Lampe: Player contracts and investment diversification

From Nick Lampe at Beyond the Box Score on May 7, 2015:

A couple weeks ago, in my finance class, we discussed the concept of Modern Portfolio Theory, which describes how an investor can minimize risk and maximize returns through investment diversification. Naturally, my mind wandered to the topic of baseball, and I began to wonder if this finance concept was applicable to major league teams and the contracts they give to their players. After all, it isn’t too much of a stretch to say that a contract is an investment that a team makes in a player. Furthermore, player contracts, like investments, are inherently risky, since their success is dependent upon future events, which can never be perfectly predicted.

Here is a brief but helpful explanation of Modern Portfolio Theory, courtesy of Wikipedia (I know it’s not the best source, but it will be sufficient for the purposes of this article).

MPT is a mathematical formulation of the concept of diversification in investing, with the aim of selecting a collection of investment assets that has collectively lower risk than any individual asset. This is possible, intuitively speaking, because different types of assets often change in value in opposite ways. For example, to the extent prices in the stock market move differently from prices in the bond market, a collection of both types of assets can in theory face lower overall risk than either individually. But diversification lowers risk even if assets’ returns are not negatively correlated—indeed, even if they are positively correlated.

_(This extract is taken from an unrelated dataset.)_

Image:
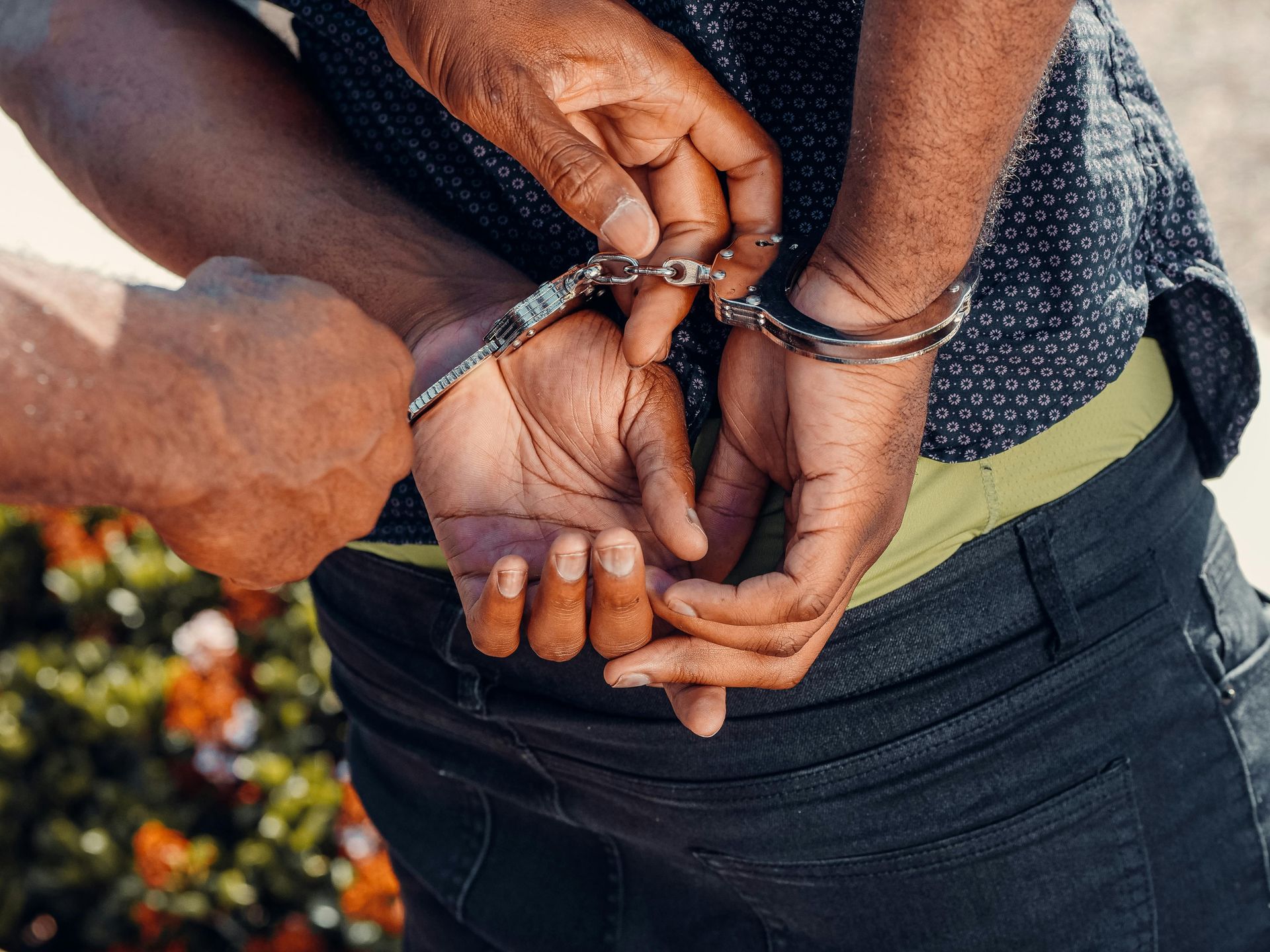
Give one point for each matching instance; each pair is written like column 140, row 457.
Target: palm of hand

As you can see, the main goal of diversification is to reduce investment risk, and this is achieved through investing in assets that aren’t necessarily related. When assets are truly independent (or very nearly so), they are less likely to move in the same direction. This makes sustaining a big loss very difficult, since a poorly performing investment will often be offset by an investment that does better than expected. Having a portfolio of investments that is not diversified is a huge risk, because all assets will move in the same direction. These assets could all do well at the same time, but they could also fail together, leaving the investor without a backup plan. So in a sense, the principle of diversification is a more complicated way of explaining why it’s not smart to put all your eggs in one basket.